Drexel University’s W.W. Hagerty Library decided this past summer to remove the reference desk because it caused confusion to new students.
Because most people are still unaware of the process, Jennifer James Lee, the marketing and events associate for Drexel University Libraries, explained, “Traditionally, libraries have two separate desks, and you know, you go to one to check out materials, and you go to the other one for reference help.” According to Lee, students “were coming to the reference desk, which is staffed by professional librarians, and they were asking where the bathroom is or where the printer is.” Instead of being able to assist students and faculty, the individuals at the reference desk were “pointing, ‘Oh, you have to go here to do this.’”
Since the removal of the reference desk, liaison librarians are able to “really go and help faculty and the students with more complicated research,” Lee said. They did not make this decision just based on theory. In fact, the library tracked data to assess which types of questions students ask most frequently. It turned out that directional help far superseded any other category.
Essentially, the library found that “the type of help [they] were providing wasn’t the type of help people really needed, ” Lee said. After recognizing this trend, they decided something had to be altered.

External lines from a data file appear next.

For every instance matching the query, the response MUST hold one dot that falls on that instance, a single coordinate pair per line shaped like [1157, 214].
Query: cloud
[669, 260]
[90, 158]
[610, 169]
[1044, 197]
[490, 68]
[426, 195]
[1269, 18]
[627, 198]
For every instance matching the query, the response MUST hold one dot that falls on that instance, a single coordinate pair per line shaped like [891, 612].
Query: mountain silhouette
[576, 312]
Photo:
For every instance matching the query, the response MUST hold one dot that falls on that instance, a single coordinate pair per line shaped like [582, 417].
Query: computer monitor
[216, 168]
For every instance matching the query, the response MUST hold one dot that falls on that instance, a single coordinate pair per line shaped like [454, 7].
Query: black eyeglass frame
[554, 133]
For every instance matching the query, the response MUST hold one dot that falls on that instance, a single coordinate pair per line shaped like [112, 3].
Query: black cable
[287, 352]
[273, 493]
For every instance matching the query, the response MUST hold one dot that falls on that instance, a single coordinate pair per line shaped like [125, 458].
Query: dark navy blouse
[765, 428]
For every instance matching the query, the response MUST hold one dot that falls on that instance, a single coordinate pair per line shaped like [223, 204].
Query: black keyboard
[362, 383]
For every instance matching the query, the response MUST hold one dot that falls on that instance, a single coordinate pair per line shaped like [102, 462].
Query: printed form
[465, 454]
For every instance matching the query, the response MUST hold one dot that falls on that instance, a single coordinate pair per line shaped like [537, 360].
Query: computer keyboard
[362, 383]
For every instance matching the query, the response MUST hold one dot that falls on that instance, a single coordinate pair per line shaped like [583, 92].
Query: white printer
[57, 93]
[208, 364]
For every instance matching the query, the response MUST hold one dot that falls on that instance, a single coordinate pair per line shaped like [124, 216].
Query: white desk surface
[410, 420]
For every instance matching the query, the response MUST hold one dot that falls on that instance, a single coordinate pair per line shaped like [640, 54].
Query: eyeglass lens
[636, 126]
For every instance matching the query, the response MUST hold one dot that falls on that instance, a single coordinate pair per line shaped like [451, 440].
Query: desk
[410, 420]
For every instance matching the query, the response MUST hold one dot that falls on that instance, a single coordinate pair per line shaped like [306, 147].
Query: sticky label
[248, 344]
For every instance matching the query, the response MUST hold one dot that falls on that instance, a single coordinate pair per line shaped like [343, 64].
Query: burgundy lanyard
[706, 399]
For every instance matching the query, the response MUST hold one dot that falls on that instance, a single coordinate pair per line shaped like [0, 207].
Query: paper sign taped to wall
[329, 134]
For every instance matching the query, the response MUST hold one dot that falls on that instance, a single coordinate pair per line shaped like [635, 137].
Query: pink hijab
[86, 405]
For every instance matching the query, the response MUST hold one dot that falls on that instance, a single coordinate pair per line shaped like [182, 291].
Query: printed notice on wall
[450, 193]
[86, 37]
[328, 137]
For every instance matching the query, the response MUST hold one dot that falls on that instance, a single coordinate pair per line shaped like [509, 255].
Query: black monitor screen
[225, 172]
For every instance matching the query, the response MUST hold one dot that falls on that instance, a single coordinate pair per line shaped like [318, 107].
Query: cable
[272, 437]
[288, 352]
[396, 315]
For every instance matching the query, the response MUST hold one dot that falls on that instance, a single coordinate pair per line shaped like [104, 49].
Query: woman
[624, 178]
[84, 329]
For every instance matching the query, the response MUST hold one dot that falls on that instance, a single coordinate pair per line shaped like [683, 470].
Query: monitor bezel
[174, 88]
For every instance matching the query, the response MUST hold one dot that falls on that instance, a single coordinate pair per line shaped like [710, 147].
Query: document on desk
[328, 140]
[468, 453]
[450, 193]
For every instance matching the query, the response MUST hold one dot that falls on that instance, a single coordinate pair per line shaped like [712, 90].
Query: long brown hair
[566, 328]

Although most new students may not have noticed the change, Lee thinks it has been making a difference so far and that it will continue to be “kind of a big deal.” After all, this change frees up the librarians’ time and also makes it easier for the students to navigate a formerly confusing library. If a student seeks reference help, all of the assistance that was in place before the change is still there, but instead of going to the reference desk, a student would be directed to the circulation desk.
Also, if a student needs assistance with research, a librarian will be contacted to make an appointment with that student. All in all, Lee says this change will keep new students from being “sent to six different places” just to find a printer, and the librarians will have more time to offer their expertise to students and faculty.